Technically, the above command gives the number of mapped read alignment not reads. A read could be mapped equally well to multiple positions (one will be called the primary alignment, and others secondary alignment [sam flag 256], or a read could be split into two parts (e.g., splicing) with one part being the primary alignment and the others supplementary [sam flag 2048].

So to get the true number of mapped reads you need to count the alignment that do not have flags 4 (unmapped), 256 (not primary), and 2048 (supplementary) = 4+256+2048 = 2308.

Number of mapped read reads

docker_run staphb/samtools samtools view -c -F2308 GPSC46bwa.bam
docker_run staphb/samtools samtools view -c -F4 -F256 -F2048 GPSC46bwa.bam

Statistics

You can generate the statistics of mapping using the command

docker_run staphb/samtools samtools stats GPSC46bwa.bam > GPSC46bwa_bamstats.txt

Open the "GPSC46bwa_bamstats.txt" file to view the statistics for all the reads

View mapped reads in IGV

You will require the following files to view mapped reads in IGV:

Reference sequence that you used to map your reads
Sorted and indexed mapped read BAM file

Launch IGV using methods outlines in Data, tools and computational platforms (Bioinformatics Tools).
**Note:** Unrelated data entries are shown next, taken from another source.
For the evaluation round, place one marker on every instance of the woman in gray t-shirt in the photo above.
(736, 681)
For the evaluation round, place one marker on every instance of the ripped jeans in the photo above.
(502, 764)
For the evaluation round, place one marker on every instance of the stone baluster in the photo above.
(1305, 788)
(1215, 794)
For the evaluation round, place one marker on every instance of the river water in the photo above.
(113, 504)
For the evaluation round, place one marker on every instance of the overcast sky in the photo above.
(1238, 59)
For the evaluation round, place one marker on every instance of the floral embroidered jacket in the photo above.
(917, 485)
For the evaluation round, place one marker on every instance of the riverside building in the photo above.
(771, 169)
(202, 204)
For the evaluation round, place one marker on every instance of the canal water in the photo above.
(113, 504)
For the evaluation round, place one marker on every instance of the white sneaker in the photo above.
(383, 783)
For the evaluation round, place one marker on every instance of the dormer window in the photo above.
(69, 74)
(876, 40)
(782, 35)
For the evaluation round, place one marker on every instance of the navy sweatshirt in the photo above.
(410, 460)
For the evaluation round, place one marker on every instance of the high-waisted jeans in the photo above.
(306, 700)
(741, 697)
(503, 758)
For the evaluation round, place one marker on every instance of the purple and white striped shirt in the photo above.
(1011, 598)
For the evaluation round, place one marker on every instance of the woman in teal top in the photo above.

Load the reference sequence: In the toolbar, Click Genome > Load Genome from file > Search and select Reference_sequence_GPSC46.fa

Load the BAM file: Go to File > Load from file > Select GPSC46bwa.bam

And you are now free to investigate different areas and the alignments in the genome.

Practice exercise

You now need to use bwa to align the reads to the Reference_sequence_GPSC33.fa. Later in the visualisation and summary statistics section, we will be comparing the “Reference_sequence_GPSC46.fa” and “Reference_sequence_GPSC33.fa” alignment results.

You need to work out the commands yourself based on the previous commands for “Reference_sequence_GPSC46.fa”
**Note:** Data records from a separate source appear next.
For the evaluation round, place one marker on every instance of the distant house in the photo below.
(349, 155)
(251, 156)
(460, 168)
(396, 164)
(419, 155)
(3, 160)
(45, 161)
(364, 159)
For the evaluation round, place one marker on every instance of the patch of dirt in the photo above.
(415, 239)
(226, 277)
But first, let’s make a backup of our GPSC46 files in case anything goes wrong and they get overwritten, by copying them:

cp GPSC46bwa.bam backup_GPSC46bwa.bam

cp GPSC46bwa.bam.bai backup_GPSC46bwa.bam.bai

Here is a reminder of the commands you used for “Reference_sequence_GPSC46.fa” which you will need to adapt.

Note: Essentially, you will want to change the reference name in the bwa command, and all of the SAM/BAM filenames in the bwa and samtools commands from GPSC46 to GPSC33.
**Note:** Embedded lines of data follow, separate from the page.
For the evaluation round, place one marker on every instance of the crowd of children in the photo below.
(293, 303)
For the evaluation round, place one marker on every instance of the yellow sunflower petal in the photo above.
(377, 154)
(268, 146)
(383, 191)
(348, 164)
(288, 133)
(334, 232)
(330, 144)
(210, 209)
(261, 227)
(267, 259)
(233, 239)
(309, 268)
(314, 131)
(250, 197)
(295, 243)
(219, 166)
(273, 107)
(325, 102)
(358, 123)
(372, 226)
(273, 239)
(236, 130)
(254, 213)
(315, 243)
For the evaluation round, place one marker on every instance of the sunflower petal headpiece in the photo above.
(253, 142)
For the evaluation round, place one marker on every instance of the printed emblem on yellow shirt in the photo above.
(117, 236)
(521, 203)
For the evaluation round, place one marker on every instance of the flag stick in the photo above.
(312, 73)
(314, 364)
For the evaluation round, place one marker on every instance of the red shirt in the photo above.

docker_run staphb/bwa bwa index Reference_sequence_GPSC46.fa

docker_run staphb/bwa bwa mem Reference_sequence_GPSC46.fa 17150_4#79_1.fastq 17150_4#79_2.fastq > GPSC46bwa.sam

docker_run staphb/samtools samtools sort GPSC46bwa.sam -o GPSC46bwa.bam

docker_run staphb/samtools samtools index GPSC46bwa.bam

rm GPSC46bwa.sam

docker_run staphb/samtools samtools view -c -F4 GPSC46bwa.bam

docker_run staphb/samtools samtools view -c -f4 GPSC46bwa.bam

Quiz

How many reads are mapped to the “Reference_sequence_GPSC33.fa” genome?

How many reads are unmapped?

Which reference assembly has the most mapped reads: “Reference_sequence_GPSC46.fa” or “Reference_sequence_GPSC33.fa”?

Therefore, which reference sequence is better (“Reference_sequence_GPSC46.fa” or “Reference_sequence_GPSC33.fa”)?